On November 20, 2022, Disney fans were in for a shock when the news broke that the board had ousted Bob Chapek as CEO and brought back Bob Iger, just two years after his retirement. Social media lit up instantly, and you could even hear cheers from guests inside Disneyland who were getting the news in real-time. For many, this felt like the moment they’d been waiting for.
Bob Chapek’s time as CEO had been rough, to say the least. He became known for raising prices, cutting back on perks that used to be standard for Disney Park vacations, and mishandling the growth of Disney+. And let’s not forget the string of box office duds that didn’t help his case either. So, when the board announced Iger’s return, fans were ecstatic. Iger had a legacy of growth and creativity, and people were hopeful that this was the start of Disney getting its magic back.
As someone who admired Bob Iger’s transformative early years at Disney, one has to wonder—where is that bold leader now? Gone are the days of high-stakes but hugely successful acquisitions like Marvel and Star Wars. And what happened to the grand expansions that gave us Hong Kong Disneyland and Shanghai Disneyland? Sure, we’re getting exciting projects like the Villain’s Land at Magic Kingdom and other cool additions, but nothing that feels as groundbreaking as before.
It raises the question: why does Bob Iger’s current approach feel more like Bob Chapek’s? Disney fans, especially park enthusiasts, might have hoped Iger’s return would signal a rollback of the relentless price hikes and nickel-and-diming. Yet, instead of reversing course, he seems to be doubling down—introducing the Premier Pass for Lightning Lane and steadily increasing the cost of nearly every aspect of a Disney park visit, such as Annual Passes, theme park ticket prices, and more.
What I find perplexing is that upon his grand return to the company, Bob Iger stated, “I think in our zeal to grow profits, we may have been a little bit too aggressive about some of our pricing.” So why, then, is he and the company still pursuing such aggressive pricing strategies? It hardly feels like anything has changed when events like Mickey’s Very Merry Christmas Party now cost $229 per person per night in 2024, compared to a maximum of $130 just a few years ago, with some nights even as low as $95. This pricing trend is just one example of a broader pattern across the company.

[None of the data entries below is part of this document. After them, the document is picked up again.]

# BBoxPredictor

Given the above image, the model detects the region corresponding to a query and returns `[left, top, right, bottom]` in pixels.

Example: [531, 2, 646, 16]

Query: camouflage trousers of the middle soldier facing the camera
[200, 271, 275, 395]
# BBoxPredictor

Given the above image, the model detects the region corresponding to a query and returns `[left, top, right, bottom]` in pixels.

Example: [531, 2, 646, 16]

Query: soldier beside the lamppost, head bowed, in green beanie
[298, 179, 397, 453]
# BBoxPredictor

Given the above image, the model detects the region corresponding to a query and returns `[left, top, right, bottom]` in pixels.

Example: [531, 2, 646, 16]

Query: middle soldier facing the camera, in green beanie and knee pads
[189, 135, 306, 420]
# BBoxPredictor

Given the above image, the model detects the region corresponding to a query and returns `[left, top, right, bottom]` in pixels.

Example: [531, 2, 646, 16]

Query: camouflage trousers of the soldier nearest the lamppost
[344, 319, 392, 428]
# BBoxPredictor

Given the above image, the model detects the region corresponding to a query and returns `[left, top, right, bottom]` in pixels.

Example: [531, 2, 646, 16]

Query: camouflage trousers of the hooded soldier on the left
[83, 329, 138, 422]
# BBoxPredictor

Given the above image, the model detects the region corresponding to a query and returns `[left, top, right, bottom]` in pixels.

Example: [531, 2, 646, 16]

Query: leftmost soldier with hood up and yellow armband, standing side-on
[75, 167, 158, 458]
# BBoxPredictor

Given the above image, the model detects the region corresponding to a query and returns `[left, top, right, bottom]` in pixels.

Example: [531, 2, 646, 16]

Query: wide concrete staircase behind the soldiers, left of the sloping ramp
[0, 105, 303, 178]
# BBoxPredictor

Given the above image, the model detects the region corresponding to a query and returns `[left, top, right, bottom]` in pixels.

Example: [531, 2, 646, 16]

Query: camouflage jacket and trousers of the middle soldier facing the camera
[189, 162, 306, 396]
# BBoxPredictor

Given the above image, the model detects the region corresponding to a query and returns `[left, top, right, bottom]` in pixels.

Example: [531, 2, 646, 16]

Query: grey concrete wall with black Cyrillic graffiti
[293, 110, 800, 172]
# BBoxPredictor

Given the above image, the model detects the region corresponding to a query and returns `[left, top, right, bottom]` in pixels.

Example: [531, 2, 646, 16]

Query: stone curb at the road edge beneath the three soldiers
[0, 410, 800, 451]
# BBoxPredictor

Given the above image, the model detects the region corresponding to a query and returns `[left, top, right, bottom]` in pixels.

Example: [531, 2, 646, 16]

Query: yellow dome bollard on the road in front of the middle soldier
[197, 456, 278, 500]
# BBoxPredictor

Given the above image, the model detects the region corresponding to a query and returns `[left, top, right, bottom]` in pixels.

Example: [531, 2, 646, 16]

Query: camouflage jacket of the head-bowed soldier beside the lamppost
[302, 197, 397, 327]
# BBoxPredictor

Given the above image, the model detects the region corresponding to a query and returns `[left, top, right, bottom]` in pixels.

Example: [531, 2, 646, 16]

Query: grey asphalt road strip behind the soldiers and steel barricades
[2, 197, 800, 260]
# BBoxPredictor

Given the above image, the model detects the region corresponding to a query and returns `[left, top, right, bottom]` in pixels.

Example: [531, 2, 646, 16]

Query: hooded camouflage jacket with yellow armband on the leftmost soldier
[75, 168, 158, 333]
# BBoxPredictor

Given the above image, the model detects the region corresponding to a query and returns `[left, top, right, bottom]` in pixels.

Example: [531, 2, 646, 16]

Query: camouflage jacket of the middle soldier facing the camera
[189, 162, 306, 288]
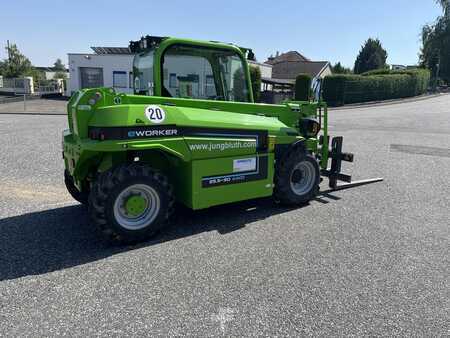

Don’t get me wrong; I understand that prices naturally increase over time—that’s a reality of our world. However, at these levels, it feels unsustainable. How much longer will those who once revered Bob Iger for his creative brilliance and bold initiatives continue to do so when visiting the parks becomes unaffordable? It’s not just that prices keep climbing; essential services and amenities, like the discontinuation of Disney Magical Express, are disappearing, and Iger has done nothing to replace them or bring them back. The product being offered provides less value, yet Iger and his executives seem to want more. This echoes many of the frustrations fans had with Chapek’s leadership.
It’s disappointing that Disney fans held a glimmer of hope that Iger’s return would herald a new era for the company, only to realize that perhaps Chapek wouldn’t have approached things much differently.